One of the pleasures of reading The Wilson Quarterly is that its editorial positions and articles do not fall out neatly along contemporary vernacular notions of “liberal” and “conservative” (it’s more of an “Old School” liberal magazine whose political and economic positions tend to be congruent with 19th Century / early 20th century liberalism and progressivism). Which is to say that I enjoy the pleasures of both agreeing and disagreeing within the same magazine.

The Quarterly’s Winter 2007 issue features a special section on “The Wealth Explosion,” three articles which focus on the recent expansion of wealth in America and elsewhere in the world economy, as well as on some of the effects of this expansion.

The most interesting, and problematic, of the essays is “Lux Populi” by James B. Twitchell. Twitchell discusses luxury goods’ loss of standing as positional goods. One of the things that makes luxury goods markers of class status is and has always been not just their expense but their inaccessibility to the masses. Not only could most not afford luxury goods, but most did not opportunity to acquire them even when being potentially able to afford them. In today’s world, luxury goods are widely available to whoever may afford them (one of Twitchell’s examples is Gucci handbags being sold on the Home Shopping Network), and the middle class, at least, can afford more of them than ever before. Twitchell sees this as a problem for the wealthy. “Ironically, what this poaching of deluxe by the middle class has done is make things impossible for the truly rich.” Alas for the poor rich – what are they to do when the luxury goods, which “have little intrinsic but high positional value,” lose there positional value in marking their status of wealthiness?

I have two main problems with Twitchell’s piece, despite finding it thought-provoking. First is the overall tone of the piece, which seems to imply that the loss of positional marking (to the extent that this has occurred – clearly he’s onto something, but it’s hardly the case that the wealthy [or the blue collar, for that matter] lack any means of marking their class status today) is a bad thing, a tragic loss. Twitchell says, “‘Luxury for all’ is an oxymoron, all right, the aspirational goal of modern culture, and the death knell of the real thing,” but if luxury goods have low intrinsic value but high positional value, what is lost with the greater availability of such markers is not the “realness” of the markers, but simply their restriction to a particular class – not in itself a bad thing (unless you really think that the wealthy deserve to pretend through the display of essentially valueless commodities that they are intrinsically better than everyone else). Twitchell’s reference to the middle class’s “poaching” of luxury goods is a further affirmation of his sense of the impropriety of the spread of luxury items. This is topped in the final paragraph with flippancy: “In a sense, the filthy rich have only two genuine luxury items left: time and philanthropy. As the old paradox goes, the rich share the luxury of too much time on their hands with the very people on whom they often bestow their philanthropy. Who knows, maybe poverty will become the new luxury…”

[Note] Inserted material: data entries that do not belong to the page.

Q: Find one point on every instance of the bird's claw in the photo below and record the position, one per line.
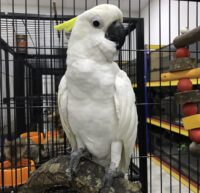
(74, 161)
(107, 182)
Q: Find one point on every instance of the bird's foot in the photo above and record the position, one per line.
(110, 174)
(74, 161)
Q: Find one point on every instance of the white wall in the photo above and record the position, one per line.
(165, 20)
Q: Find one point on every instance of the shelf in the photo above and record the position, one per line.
(167, 126)
(176, 174)
(168, 83)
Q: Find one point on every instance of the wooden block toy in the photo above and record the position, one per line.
(184, 85)
(36, 137)
(181, 64)
(191, 122)
(169, 76)
(187, 97)
(11, 176)
(187, 38)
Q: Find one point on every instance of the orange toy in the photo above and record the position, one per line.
(53, 133)
(34, 136)
(15, 176)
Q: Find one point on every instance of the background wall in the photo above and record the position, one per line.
(168, 22)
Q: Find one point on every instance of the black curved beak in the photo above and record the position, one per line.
(116, 33)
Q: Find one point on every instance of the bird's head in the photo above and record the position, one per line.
(97, 33)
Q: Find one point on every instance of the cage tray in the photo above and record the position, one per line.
(14, 176)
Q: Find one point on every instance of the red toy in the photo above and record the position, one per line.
(194, 135)
(184, 85)
(182, 52)
(189, 109)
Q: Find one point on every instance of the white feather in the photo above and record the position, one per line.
(95, 99)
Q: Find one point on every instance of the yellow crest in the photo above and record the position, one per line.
(67, 25)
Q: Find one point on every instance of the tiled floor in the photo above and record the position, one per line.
(157, 178)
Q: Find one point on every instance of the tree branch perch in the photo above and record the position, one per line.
(88, 179)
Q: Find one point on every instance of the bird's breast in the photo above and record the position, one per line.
(91, 80)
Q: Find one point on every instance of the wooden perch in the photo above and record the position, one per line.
(187, 38)
(88, 180)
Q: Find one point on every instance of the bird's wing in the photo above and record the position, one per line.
(62, 108)
(127, 116)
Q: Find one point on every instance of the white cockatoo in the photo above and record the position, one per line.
(95, 98)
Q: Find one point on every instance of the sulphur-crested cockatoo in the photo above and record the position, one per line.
(95, 98)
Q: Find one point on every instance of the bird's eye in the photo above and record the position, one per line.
(96, 23)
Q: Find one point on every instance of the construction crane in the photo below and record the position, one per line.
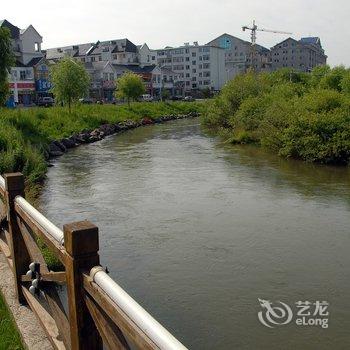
(254, 28)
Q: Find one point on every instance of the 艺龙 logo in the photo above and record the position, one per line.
(307, 313)
(274, 315)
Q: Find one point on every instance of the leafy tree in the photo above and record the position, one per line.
(70, 81)
(333, 79)
(129, 86)
(318, 73)
(6, 61)
(345, 83)
(165, 94)
(206, 93)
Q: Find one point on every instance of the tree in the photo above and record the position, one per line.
(6, 61)
(70, 81)
(165, 94)
(129, 86)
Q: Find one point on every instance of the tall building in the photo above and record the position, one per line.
(26, 44)
(239, 55)
(196, 66)
(302, 55)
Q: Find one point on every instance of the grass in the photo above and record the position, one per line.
(296, 115)
(9, 335)
(26, 133)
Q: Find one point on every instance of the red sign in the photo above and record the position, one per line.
(23, 86)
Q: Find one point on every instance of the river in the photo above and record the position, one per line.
(197, 231)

Second, and more problematic, Twitchell seems to misdiagnose why luxury goods have lost much of their standing as positional goods. His point is essentially that luxury goods are more available to more people because everyone is wealthier. To an extent, this is correct. There is little absolute poverty in the U.S. (or Canada or Western Europe) (though there is some – and more in the U.S. than in Canada or Western Europe). The middle and working classes are able to buy more stuff of all sorts than ever before, though a lot of this purchasing is financed on the continued extension of debt. Another thing that’s really changed, though, is that the purveyors of luxury have changed their selling strategies, marketing somewhat downmarket versions of their goods to much larger numbers of people via shopping malls, cable shopping networks, and the internet.

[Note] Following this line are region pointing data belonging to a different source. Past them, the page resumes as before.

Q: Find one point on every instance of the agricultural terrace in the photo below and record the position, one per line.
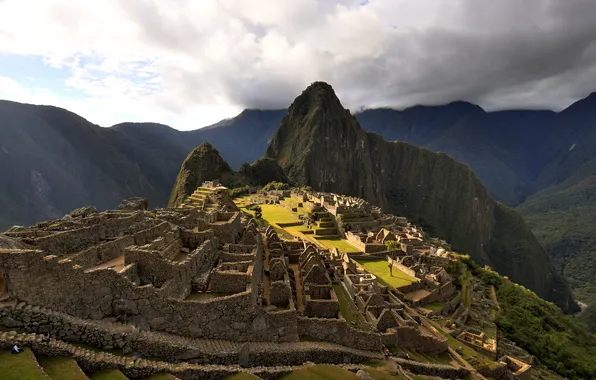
(288, 226)
(380, 268)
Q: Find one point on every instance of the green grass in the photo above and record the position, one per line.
(340, 244)
(276, 214)
(320, 372)
(20, 366)
(380, 268)
(348, 309)
(241, 376)
(61, 367)
(468, 353)
(161, 376)
(443, 358)
(378, 374)
(108, 374)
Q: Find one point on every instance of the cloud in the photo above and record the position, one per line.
(197, 61)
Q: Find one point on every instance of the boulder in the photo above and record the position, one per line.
(134, 204)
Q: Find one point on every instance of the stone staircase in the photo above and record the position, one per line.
(199, 199)
(325, 226)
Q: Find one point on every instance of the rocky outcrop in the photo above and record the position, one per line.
(320, 144)
(202, 164)
(205, 164)
(83, 212)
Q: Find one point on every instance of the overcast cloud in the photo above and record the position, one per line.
(190, 63)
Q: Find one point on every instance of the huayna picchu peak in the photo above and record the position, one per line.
(320, 144)
(337, 248)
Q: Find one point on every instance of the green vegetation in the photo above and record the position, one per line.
(444, 358)
(306, 147)
(241, 376)
(276, 214)
(435, 306)
(60, 367)
(276, 186)
(559, 341)
(392, 245)
(202, 164)
(563, 221)
(239, 191)
(20, 366)
(378, 374)
(348, 310)
(338, 243)
(258, 212)
(107, 374)
(380, 268)
(161, 376)
(320, 372)
(469, 354)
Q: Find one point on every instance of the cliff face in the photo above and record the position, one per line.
(202, 164)
(205, 164)
(319, 143)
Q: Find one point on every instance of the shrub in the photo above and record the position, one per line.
(276, 186)
(392, 245)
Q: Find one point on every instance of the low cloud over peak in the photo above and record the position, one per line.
(191, 63)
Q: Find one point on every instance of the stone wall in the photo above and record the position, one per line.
(228, 231)
(228, 281)
(412, 338)
(355, 241)
(54, 284)
(102, 253)
(397, 265)
(338, 331)
(438, 370)
(442, 293)
(155, 269)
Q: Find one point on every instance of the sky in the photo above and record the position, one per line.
(189, 63)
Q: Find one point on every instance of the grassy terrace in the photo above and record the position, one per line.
(338, 243)
(22, 366)
(348, 309)
(241, 376)
(161, 376)
(60, 367)
(277, 216)
(380, 268)
(108, 374)
(469, 354)
(320, 372)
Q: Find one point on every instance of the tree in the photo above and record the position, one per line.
(392, 245)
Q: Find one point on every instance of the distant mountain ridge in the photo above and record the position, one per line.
(320, 144)
(55, 161)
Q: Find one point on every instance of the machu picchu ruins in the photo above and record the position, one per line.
(206, 290)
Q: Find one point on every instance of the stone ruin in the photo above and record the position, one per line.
(206, 286)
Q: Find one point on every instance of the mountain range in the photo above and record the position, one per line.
(541, 162)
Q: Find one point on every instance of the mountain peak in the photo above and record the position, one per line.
(318, 96)
(202, 164)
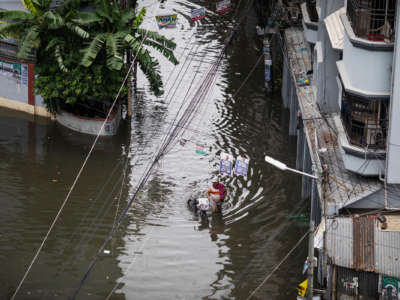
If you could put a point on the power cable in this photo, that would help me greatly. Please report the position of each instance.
(78, 175)
(162, 151)
(277, 266)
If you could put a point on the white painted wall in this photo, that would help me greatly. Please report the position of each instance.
(368, 71)
(393, 147)
(309, 34)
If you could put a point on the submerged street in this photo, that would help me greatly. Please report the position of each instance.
(161, 251)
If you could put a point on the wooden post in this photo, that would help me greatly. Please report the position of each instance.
(334, 283)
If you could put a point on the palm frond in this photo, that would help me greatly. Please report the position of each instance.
(30, 5)
(91, 52)
(12, 30)
(59, 58)
(68, 5)
(78, 30)
(15, 15)
(86, 18)
(150, 68)
(168, 54)
(113, 49)
(139, 18)
(29, 42)
(54, 20)
(126, 18)
(104, 9)
(165, 42)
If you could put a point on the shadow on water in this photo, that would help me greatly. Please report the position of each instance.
(161, 251)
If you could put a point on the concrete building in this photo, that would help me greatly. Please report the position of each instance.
(17, 77)
(341, 83)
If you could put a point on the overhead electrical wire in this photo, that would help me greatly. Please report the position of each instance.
(78, 175)
(173, 132)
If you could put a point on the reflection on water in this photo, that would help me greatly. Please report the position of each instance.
(161, 250)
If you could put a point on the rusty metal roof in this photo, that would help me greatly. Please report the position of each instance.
(358, 243)
(335, 28)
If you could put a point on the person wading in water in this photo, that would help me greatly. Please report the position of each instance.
(216, 194)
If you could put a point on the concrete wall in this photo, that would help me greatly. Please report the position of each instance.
(326, 72)
(17, 87)
(393, 147)
(368, 71)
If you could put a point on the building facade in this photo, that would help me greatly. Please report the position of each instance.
(347, 131)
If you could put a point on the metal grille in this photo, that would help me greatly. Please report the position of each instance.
(365, 121)
(372, 19)
(312, 10)
(352, 282)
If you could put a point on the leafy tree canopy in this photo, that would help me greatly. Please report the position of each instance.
(81, 45)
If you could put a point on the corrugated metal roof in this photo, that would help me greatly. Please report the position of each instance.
(335, 28)
(339, 241)
(387, 252)
(358, 243)
(363, 244)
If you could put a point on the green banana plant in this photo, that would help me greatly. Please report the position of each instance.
(40, 27)
(114, 31)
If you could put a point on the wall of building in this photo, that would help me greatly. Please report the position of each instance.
(17, 87)
(367, 71)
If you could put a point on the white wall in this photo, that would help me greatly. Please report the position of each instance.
(393, 147)
(368, 71)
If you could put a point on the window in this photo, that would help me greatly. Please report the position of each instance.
(372, 19)
(312, 10)
(365, 121)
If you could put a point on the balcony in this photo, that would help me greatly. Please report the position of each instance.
(310, 21)
(372, 20)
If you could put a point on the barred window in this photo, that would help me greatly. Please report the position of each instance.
(365, 121)
(372, 19)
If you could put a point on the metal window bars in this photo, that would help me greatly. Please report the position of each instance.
(372, 19)
(365, 121)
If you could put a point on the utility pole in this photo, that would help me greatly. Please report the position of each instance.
(310, 268)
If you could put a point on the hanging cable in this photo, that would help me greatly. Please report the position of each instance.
(78, 175)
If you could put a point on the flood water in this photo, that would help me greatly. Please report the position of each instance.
(161, 250)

Further, the realities of the distribution of the current expansion of total wealth are far different from that implied by Twitchell’s article. The editors of The Wilson Quarterly preface the special section with (emphasis added), “Not since the late 19th century has America experienced such a flowering of new wealth. The surge of dot.com whiz kids, handsomely paid CEOs, and lavishly rewarded entertainers is transforming everything from the market for private jets to the nature of philanthropy. A few rungs lower on the ladder, the merely affluent vacation in the Caribbean and cart home big-screen TVs from Costco. But while the money is flowing freely, most of it is flowing uphill. As fortunes large and small pile up, there is cause for celebration, and some healthy skepticism too.” Less cautiously, in another article in the special section, Steven Lagerfeld argues, “…no embrace is unconditional, and there are already signs that the public’s ardor for the new era of riches is flagging. The economic progress of many people on the middle and bottom rungs of the economic ladder – even allowing for understatement by some statistical indicators – is slow or nonexistent. Getting ahead is getting harder, as the costs of health care and a college education to rise faster than the rate of inflation, and the ordinary insecurities of life on the job are magnified by the stresses of globalization, outsourcing, and technological change.”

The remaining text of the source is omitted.